Again, read about all the options, this is not an easy decision to make as a newcomer, but spending enough time to make the right decision for your situation will make you happy, not send you down a path of wasted $$. 

You might want to read the beginners FAQs and introductory sections on my site, clickable in my signature. 

Regards, Greg


----------



## East Broad Top (Dec 29, 2007)

Check out DCCBitSwitch's line of products for automation in DCC. Pretty cool stuff, and you can get really elaborate with it if you wanted to. If you're going to be doing a great deal of automation, then without question DCC is the way to go. (And DCCBitSwitch's products will gradually slow and speed up your locos so there's no potential for damage from quick stops.) There are some "traditional" track-power products which may do what you're looking to do, but we'd need a bit more specific information to contemplate which ones would work best.
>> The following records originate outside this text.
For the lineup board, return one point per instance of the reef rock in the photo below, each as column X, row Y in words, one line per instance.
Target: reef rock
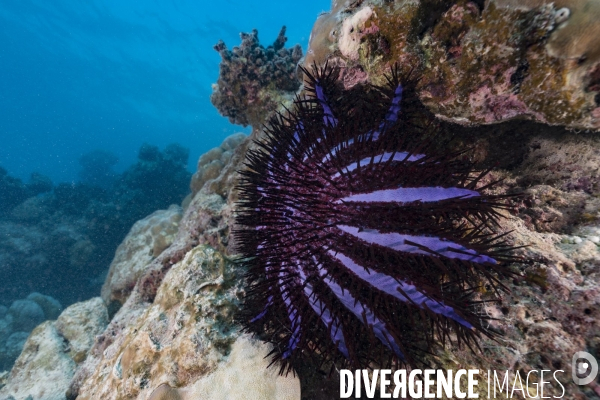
column 478, row 62
column 79, row 325
column 145, row 241
column 43, row 370
column 254, row 79
column 212, row 162
column 187, row 339
column 51, row 352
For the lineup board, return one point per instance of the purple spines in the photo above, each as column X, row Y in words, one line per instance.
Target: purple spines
column 380, row 158
column 426, row 245
column 332, row 323
column 293, row 315
column 403, row 291
column 365, row 314
column 406, row 195
column 367, row 241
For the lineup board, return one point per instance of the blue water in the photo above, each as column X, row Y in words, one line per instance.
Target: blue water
column 113, row 74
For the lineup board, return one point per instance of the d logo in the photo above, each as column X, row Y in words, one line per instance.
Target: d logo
column 584, row 368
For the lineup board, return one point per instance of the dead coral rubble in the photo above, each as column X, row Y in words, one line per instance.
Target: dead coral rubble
column 479, row 62
column 253, row 79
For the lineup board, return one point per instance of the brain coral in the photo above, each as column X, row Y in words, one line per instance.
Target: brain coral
column 367, row 241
But if you're going to be doing track power, and aren't afraid to dig into a locomotive's electronics, then DCC is probably going to be your best road forward. 

Good luck! 

Later, 

K


----------



## lownote (Jan 3, 2008)

There are ways to do it, but you have to have some method of "sensing" where a train is. You can do it by using infrared sensors by the side of the track, or magnetic reed switches, or isolated sections of track that allow you t sense when current is being drawn. You can do it on DCC or on DC (I use and really like DCC). But you would need to wire in detectors of some kind. You could put an infrared emitter/detector in the front of a loco, to make it slow down when it sense a train in front of it. 

this guy: 

http://www.rr-concepts.com/ 

Has some very interesting and elegant DC solutions, and as mentioned he's go gradual stops and starts built inn.


----------



## rjbord (Feb 13, 2012)

A simple way to do this if you don't want both trainings running at the same time: I used standard LGB track switches (with the extra electic switch box) to control the track blocks and then the LGB under-track magnetic switched to control the track switches. I had two parallel sections of track long enough to hold the complete length of the longest train. I also reversed the polarity of one engine so I had the trains running in oposite directions. As the 1st train came to the end of the parallel track it triggered the magnetic track switch which switched the track switch which turned the block section OFF for the train that just can into the parrallel section and turned ON the block section on for the other train which then departed. Basically each train did a loop and then stopped while the other train train did a loop in the reverse direction. It worked greated, looked great, and was cheap and easy for the effect it created.


----------



## cape cod Todd (Jan 3, 2008)

I have found that if you run the same type of engine say a USAT diesel with a diesel they will keep pace of each other but say a USAT diesel with a LGB steam outliine the diesel will catch up to it. To keep things simple why not just let the 2 similar engines run as long as you have enough juice from your power pack not to limit what they call for. In the summer usually at dusk I like to run what I call train races. I put usually 4 small locos on the track and let them tear around. Some are faster then others so to keep them spaced out and from hitting each other I have 2 sections where I can bypass the slower moving engines. One area is a passing siding and the other is a old route up the mountain that is closed to all but small engines due to the small radius. It is fun to see so much action going on and sometimes I have close calls and have to throw the switches quickly. 
The passing siding I have it blocked so I can bring a train in flip a switch and turn it off while another goes by. I don't think this shocks the driveline but when power is turned back on I turn the speed way down so it doesn't shock in the restart. 
Why not setup a couple of pass through sidings where you can bypass and have your own train races. It might be cheaper then electronics like DCC. 
Todd


----------



## toddalin (Jan 4, 2008)

As Greg noted, what you want to do can be accomplished most cheaply using simple track power and "blocks." If you set your railroad up this way, you can easily modify it to run any other form of power in the future. 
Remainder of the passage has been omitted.